© TF1Suzanne Blanch-Viguier, professeur de danse de 39 ans, a disparu le 27 février 2000. Depuis, aucune nouvelle, aucune trace d'elle - ni vivante, ni morte. Le dernier témoin à avoir vu cette mère de trois enfants semble être un ami (en fait, son amant) qui l'avait raccompagnée à son domicile vers 4h30 après une partie de cartes. Tous deux s'étaient alors promis de se rappeler le jour-même au téléphone - une promesse jamais tenue. Trois jours plus tard, et sur l'insistance de l'amant de sa femme, Jacques Viguier, professeur de droit, signalait la disparition. Un retard qu'il expliquait par le fait que chacun, dans le couple, vivait sa vie de son côté, que mari et femme faisaient chambre à part et qu'il était déjà arrivé à la disparue de s'absenter sans explication.

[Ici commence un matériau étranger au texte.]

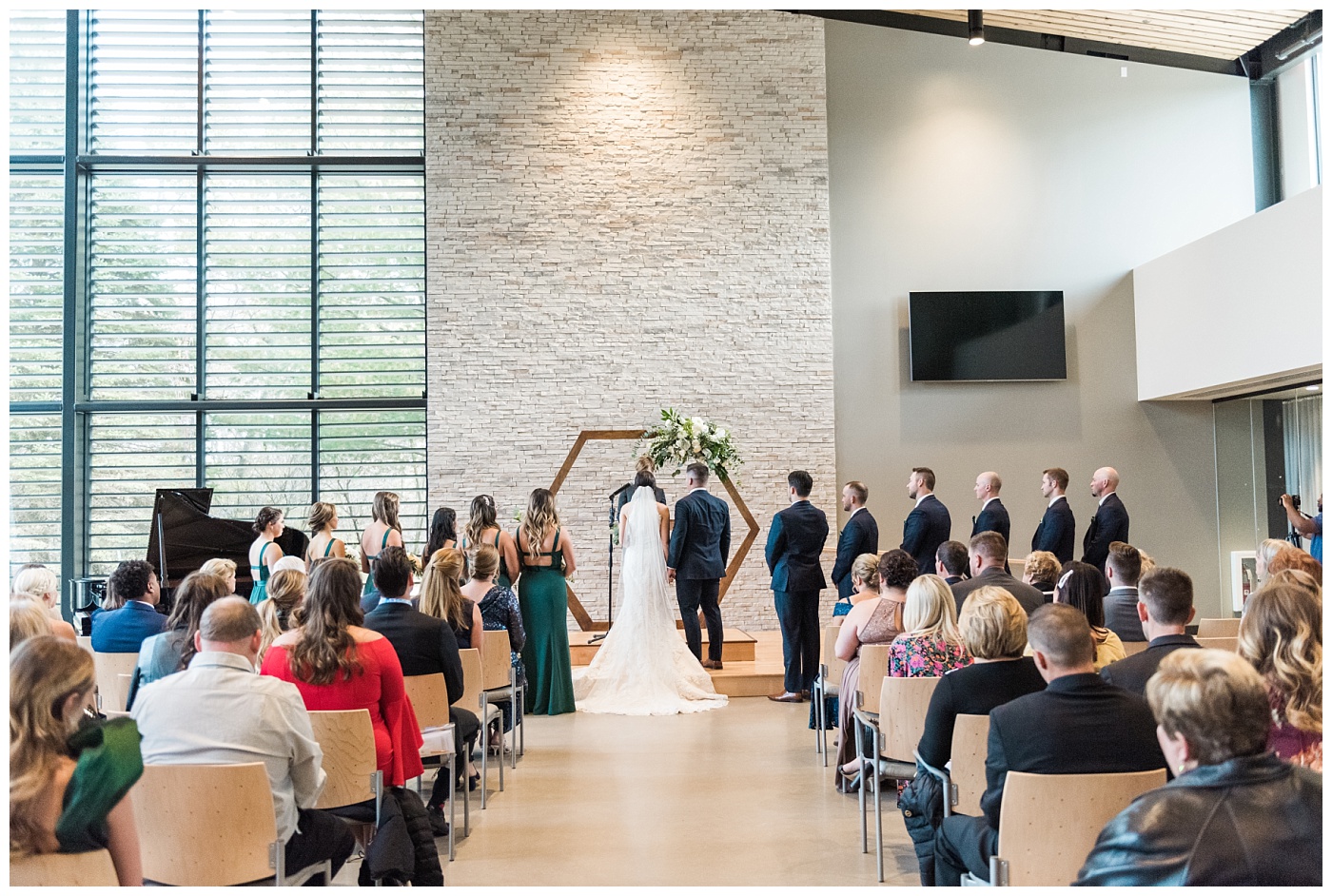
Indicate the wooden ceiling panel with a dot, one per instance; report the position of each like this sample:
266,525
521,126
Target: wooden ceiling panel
1219,33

Jacques Viguier apparaît, depuis des années, comme le principal suspect de la disparition de sa femme, et il devra répondre de meurtre lundi après-midi devant la cour d'assises de Haute-Garonne. La thèse de l'accusation est celle du crime passionnel. Mis en examen et écroué dès le mois de mai 2000 en raison "d'incohérences et d'incertitudes" dans ses explications et sur la foi d'expertises scientifiques, il a déjà effectué neuf mois de détention provisoire. Il comparaîtra toutefois libre à l'audience.
Des traces d'ADN et un mystérieux coup de fil
Les problèmes relevés dans l'enquête et ayant conduit à la mise en cause de Jacques Viguier sont, tout d'abord, la disparition du matelas du canapé sur lequel dormait la disparue. Son époux affirme l'avoir jeté dans une déchetterie mais il n'a jamais été retrouvé. De l'ADN mélangé des deux époux a aussi été décelé dans des taches de sang découvertes sur du linge de maison, mais Jacques Viguier les explique par d'anciennes blessures. Enfin, l'accusation relève un mystérieux coup de fil passé du domicile à une heure où il certifie qu'il faisait un jogging. Des éléments suspects mais qui ne constituent pas pour autant de preuves formelles.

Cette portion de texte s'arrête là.